MPAA: Online Demand For Movies is a Problem.
This is apparently Piracy Study Week. On the heels of yesterday’s NetNames study, and in advance of a Judiciary Committee hearing on copyright later today, the MPAA releases a piracy study prepared by Compete (inconspicuously on the eve of International Talk Like a Pirate Day.)
The report, titled “Understanding the Role of Search in Online Piracy”, asserts that 19.2% of visits to infringing content were “influenced” by a search engine (which MPAA rounds up to 20%, not down, because Hollywood accounting).
What does “influenced” mean? It does not mean, apparently, that the user conducted a search and then clicked on a link presented in the search results. According to the study’s methodology, such an approach would be too “narrow,” thus necessitating a “hybrid” approach that includes any instance where the user visits an infringing site within 20 minutes after conducting potentially incriminating searches. Although the report itself makes no specific policy recommendations, MPAA personnel have complained ,  to officials that search providers’ existing voluntary efforts are no replacement for government regulation.
Less prominently stated is that 37% of searches for infringing content involved a “navigational search.” “Navigational searches” is a term of art (or a euphemism) for typing a domain name into the search bar instead of the navigational bar of the browser. (Most Internet users have probably done this at one point or another, either by accident or out of laziness.) This means that the study’s 19.2% figure disguises the fact that more than a third of the searches that precede a user accessing infringing content via (e.g.) MegaUpload were searches where the user just typed “megaupload.com” into a search bar or engine, instead of their browser’s navigation bar.
As I have previously explained, search is not a major tool in the toolbox of the average infringer, who largely relies on other modes for finding infringing sites — many of which may lack DMCA compliance programs, unlike the major search engines. As my previous paper pointed out, pirate sites even scoffed at the prospect that their sites might be disappeared from search results, noting how little traffic they receive from search.
If the report makes anything clear, it is that there is no shortage of interest in accessing digital content online. Unfortunately, video content distribution continues to focus on exclusive arrangements and windowed releases, ensuring that when many consumers go online to find out “CanIStream.It” lawfully, the answer is still no.
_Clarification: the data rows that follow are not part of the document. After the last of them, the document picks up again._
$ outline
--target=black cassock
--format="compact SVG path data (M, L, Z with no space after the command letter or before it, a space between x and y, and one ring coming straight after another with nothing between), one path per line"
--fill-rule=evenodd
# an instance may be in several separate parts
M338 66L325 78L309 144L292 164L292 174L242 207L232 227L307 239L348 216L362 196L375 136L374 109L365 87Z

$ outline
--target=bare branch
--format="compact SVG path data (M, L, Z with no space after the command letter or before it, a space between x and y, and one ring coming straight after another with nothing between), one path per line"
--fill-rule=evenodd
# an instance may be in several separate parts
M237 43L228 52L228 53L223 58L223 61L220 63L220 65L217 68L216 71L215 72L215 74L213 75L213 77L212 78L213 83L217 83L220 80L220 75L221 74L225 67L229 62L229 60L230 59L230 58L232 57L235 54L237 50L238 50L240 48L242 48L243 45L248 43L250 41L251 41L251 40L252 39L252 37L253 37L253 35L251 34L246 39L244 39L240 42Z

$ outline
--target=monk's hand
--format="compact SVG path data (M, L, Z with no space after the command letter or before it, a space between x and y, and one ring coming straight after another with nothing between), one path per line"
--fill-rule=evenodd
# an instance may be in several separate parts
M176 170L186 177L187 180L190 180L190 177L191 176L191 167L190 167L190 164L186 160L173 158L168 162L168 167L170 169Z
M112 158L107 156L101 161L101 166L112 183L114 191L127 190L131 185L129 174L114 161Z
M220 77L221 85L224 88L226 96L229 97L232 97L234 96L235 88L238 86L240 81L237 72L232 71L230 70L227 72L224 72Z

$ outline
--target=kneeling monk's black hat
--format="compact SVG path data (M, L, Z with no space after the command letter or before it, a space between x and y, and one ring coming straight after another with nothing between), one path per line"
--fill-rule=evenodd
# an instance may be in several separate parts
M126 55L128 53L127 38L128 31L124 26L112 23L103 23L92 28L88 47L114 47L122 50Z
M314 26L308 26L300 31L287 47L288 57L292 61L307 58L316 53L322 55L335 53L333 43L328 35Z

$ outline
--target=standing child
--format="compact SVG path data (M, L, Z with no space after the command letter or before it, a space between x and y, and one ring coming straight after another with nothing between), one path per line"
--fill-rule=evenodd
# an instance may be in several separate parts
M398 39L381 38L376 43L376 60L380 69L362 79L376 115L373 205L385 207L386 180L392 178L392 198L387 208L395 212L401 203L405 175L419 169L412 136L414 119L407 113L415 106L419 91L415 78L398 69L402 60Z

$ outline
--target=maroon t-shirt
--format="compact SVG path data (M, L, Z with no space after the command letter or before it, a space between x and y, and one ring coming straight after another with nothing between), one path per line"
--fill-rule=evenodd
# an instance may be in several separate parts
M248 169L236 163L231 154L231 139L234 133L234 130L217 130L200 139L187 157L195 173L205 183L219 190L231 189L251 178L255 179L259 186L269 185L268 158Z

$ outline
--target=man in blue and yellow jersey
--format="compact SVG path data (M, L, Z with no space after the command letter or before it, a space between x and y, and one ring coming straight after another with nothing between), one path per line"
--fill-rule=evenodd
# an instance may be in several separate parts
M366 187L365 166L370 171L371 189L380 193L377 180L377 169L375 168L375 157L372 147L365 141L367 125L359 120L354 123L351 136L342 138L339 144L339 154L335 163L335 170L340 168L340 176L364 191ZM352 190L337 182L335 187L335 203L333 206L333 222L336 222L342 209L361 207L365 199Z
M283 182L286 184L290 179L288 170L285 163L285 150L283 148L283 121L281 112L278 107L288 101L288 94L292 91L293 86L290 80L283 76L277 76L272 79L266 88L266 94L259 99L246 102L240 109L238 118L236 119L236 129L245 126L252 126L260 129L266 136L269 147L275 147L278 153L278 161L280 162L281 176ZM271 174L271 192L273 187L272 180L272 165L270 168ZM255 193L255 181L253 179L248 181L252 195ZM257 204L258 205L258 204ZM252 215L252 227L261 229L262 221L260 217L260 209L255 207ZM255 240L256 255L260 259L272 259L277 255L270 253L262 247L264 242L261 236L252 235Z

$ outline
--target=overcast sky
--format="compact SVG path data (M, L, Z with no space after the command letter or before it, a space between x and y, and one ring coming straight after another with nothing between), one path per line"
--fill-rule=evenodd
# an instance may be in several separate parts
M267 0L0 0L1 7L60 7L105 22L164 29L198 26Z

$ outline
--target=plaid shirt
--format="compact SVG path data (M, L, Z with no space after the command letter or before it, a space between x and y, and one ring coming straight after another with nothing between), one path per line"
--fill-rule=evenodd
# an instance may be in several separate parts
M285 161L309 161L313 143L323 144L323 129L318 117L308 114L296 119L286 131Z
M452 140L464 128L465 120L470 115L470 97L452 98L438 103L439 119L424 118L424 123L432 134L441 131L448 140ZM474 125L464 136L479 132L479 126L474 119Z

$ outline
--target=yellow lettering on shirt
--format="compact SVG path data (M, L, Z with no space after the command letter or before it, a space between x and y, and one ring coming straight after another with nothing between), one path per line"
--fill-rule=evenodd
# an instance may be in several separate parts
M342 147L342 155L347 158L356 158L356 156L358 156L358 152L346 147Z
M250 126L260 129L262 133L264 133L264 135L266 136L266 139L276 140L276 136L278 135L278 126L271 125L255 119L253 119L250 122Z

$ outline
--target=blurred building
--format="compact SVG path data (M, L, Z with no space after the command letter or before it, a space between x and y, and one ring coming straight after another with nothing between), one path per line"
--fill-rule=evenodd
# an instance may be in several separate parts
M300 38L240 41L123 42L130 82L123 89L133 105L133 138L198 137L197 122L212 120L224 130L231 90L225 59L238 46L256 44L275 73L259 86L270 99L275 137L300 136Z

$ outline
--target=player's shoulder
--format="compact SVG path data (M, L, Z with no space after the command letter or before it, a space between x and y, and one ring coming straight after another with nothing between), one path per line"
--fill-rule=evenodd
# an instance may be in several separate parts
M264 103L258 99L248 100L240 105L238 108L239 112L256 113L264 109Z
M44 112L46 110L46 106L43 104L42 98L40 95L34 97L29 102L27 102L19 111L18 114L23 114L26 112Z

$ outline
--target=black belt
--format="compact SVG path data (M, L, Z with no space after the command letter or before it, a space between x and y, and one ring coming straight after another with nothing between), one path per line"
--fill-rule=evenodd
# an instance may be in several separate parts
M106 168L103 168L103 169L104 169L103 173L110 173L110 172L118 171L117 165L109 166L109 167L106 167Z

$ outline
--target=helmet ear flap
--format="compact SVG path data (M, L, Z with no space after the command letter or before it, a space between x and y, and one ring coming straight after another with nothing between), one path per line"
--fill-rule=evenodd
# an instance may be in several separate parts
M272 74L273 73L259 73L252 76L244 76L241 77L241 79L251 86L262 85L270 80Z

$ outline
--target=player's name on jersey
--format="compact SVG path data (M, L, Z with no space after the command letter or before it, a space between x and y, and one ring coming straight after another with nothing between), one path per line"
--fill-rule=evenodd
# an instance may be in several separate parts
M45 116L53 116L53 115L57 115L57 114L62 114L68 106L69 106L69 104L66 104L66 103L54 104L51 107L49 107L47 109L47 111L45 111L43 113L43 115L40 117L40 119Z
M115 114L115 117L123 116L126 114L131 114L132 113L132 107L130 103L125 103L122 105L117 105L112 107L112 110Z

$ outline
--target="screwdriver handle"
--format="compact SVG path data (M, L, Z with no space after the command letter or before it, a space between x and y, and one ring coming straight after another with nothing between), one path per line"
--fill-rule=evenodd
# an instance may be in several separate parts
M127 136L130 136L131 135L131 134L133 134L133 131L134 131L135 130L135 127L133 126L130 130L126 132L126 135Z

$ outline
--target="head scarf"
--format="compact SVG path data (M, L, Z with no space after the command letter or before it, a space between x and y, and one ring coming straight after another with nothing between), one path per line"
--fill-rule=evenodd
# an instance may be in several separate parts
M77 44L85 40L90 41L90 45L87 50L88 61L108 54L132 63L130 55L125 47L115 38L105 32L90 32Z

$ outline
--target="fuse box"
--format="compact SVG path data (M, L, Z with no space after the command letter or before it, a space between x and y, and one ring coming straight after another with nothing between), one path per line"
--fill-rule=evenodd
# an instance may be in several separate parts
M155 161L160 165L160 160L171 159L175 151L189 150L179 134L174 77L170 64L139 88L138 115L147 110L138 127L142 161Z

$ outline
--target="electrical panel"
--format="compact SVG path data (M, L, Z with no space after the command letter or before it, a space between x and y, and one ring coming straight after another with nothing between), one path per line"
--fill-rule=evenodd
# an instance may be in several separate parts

Given the extent of windowing in video release, it is not surprising that within 20 minutes of going online to find content, some portion of users will find there is no lawful option to access the content they seek. However, no amount of disappeared search results will make a consumer buy something that no one is offering. As Rob explains regarding yesterday’s NetNames study, one of the most effective defenses from infringement is a good offense in the marketplace.